In Baywatch, Lt. Mitch Buchannon (Dwayne Johnson) and his team of lifeguards, including second-in-commmand Stephanie Holden (Ilfenesh Holden) and veteran C.J. Parker (Kelly Rohrback), protect the beaches and the bay in Emerald Bay, Florida. Having made over 500 rescues in his career, Mitch is beloved by the community, to the annoyance of local beat cop Garner Ellerbee and Mitch’s superior, Captain Thorne. Mitch and his team view themselves as the Bay’s last line of defense, risking their and even solving major crimes. After adding newcomers to their squad, including reckless Olympian Matt Brody (Zac Efron), they soon find themselves in too deep when a nefarious landowner (Priyanka Chopra) begins to stir up trouble and they also discover a potential new drug that threatens their entire beach and its patrons.
Running from 1989-2001, the original Baywatch quickly became one of the most watched television series of all time, becoming known for its emphasis on tanned beach bodies and, yes, slow-motion running. Reigniting the career of 80s star David Hasselhoff (Knight Rider) and helping Pamela Anderson to become a household name, Baywatch appeared to take itself seriously as an intense drama about saving lives. (The problem with this approach is that more people were watching for the bikinis—and, yes, slow-motion running—than the dramatic tension.)
The reboot, however, wisely sidesteps the show’s false sincerity by constantly winking at the camera. (“This all sounds like the plot of a cheesy, old tv series,” Efron muses.) Attempting to enjoy the same success as the recent 21 Jump Street series, Baywatch has marketed itself as a fun, action adventure which, for the most part, it seems to be. While the script lacks the sharpness of the Jump Street films, the film’s desire to poke fun at the show’s (and genre) conventions and the light-hearted atmosphere on set helps Baywatch to stay afloat.
Holding it all together, though, is Johnson himself. It is no coincidence that he is the centrepiece of all promotional materials. In fact, a film like this is a reminder of why he is the highest paid actor in the business today. The man has such charisma that he seems able to elevate any material that he’s given. A fault line destroying the coast in San Andreas? Sure! Stalling franchises like Fast and the Furious or GI Joe? Send him in! (For crying out loud, news of a potential presidential bid was circling the internet last week… and people loved the idea!)
In this regard, Baywatch is no different. Despite the fact that the jokes don’t always work and the material is lacking at times, Johnson’s ability to display both bravado and self-deprecation simultaneously draws you in. Perhaps the best example of this comes in the film’s title card reveal. Johnson emerges from the waters with fire in his eyes, carrying the body of an injured swimmer. Suddenly, the title emerges from the horizon in grandiose style, filling the rest of the screen behind him. It’s a scene that received giggles from our audience… but, given the over-the-top nature of the visuals, we also know that we’ve been invited to do so. (Incidentally, those giggles soon turned to cheers, as well.) In moments like this, we can see that he’s having a blast, so we’re willing to hop on the ride as well.

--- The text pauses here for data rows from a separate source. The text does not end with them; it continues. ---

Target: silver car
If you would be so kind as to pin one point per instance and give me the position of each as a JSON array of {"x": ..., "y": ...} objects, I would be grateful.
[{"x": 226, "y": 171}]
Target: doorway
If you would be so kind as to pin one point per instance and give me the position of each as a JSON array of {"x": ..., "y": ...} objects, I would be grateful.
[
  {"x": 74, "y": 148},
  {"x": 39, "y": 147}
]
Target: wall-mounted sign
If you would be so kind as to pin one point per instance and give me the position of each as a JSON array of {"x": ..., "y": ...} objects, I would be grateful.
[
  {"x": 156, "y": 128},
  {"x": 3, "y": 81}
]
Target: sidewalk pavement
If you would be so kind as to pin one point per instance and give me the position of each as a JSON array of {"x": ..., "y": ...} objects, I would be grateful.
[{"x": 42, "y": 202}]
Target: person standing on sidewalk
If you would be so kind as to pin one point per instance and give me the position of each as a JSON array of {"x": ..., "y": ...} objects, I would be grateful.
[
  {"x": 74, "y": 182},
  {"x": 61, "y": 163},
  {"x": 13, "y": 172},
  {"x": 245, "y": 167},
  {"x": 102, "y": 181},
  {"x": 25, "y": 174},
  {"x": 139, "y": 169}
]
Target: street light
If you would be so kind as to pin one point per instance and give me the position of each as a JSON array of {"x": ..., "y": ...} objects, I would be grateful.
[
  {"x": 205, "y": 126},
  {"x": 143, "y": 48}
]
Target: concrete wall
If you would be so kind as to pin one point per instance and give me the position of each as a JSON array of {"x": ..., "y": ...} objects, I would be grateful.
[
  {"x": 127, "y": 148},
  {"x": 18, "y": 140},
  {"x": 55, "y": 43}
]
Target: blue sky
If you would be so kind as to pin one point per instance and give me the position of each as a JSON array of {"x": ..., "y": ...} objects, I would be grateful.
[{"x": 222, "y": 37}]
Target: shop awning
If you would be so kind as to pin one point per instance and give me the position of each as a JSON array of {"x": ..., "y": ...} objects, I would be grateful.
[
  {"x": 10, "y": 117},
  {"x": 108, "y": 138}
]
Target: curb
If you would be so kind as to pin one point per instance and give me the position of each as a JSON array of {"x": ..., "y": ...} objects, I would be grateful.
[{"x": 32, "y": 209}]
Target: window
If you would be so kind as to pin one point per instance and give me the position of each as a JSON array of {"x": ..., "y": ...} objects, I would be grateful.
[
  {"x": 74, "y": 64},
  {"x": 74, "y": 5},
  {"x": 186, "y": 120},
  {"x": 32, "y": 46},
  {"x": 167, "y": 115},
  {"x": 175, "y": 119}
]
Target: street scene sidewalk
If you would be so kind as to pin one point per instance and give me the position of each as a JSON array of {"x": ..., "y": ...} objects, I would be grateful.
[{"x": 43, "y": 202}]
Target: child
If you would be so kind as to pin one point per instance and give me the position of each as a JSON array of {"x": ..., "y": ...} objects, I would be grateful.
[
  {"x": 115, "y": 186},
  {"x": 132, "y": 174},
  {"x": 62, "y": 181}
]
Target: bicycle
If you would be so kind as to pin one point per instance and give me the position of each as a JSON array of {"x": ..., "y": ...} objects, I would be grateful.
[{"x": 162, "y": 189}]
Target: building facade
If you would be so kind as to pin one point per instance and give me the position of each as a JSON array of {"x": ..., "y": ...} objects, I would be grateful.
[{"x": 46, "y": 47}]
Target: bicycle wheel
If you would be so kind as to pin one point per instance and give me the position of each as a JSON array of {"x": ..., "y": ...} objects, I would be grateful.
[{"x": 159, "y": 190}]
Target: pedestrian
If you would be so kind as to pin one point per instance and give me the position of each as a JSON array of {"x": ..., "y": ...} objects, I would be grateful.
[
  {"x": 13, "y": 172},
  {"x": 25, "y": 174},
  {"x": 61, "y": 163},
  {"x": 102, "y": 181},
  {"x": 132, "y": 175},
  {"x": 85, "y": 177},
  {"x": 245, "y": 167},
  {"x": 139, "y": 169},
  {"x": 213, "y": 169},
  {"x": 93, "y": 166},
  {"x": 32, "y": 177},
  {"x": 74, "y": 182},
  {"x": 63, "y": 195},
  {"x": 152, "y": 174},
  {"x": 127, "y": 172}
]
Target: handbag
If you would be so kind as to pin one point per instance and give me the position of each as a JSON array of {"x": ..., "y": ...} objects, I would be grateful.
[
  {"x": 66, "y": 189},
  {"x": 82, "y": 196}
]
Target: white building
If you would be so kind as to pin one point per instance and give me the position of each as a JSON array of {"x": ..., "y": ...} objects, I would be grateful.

Usually at this time, I would shift the conversation to discuss some of the more theological themes that break into the film. While I could easily delve into ideas about the nature of sacrificing our lives for others or the public’s responsibility to care for one another, honestly, that’s not what this film is about. While Mitch is definitely a community example in the way he conducts himself, the film, ultimately, concerns itself most with its desire to satirize its own genre. (Although, to be fair, Mitch’s objective standard of doing what is right does shines a light on his entire community and calls them all to a standard higher than their own… hey, look! I did it!)
Eventually, there will come a time where Johnson’s star is not the center of Hollywood’s universe. It happens to everyone and, at some point, his films will eventually lose their sheer sense of glee.
But Baywatch will not be that film.
Baywatch is in theatres now. The film is rated R for language and graphic male nudity.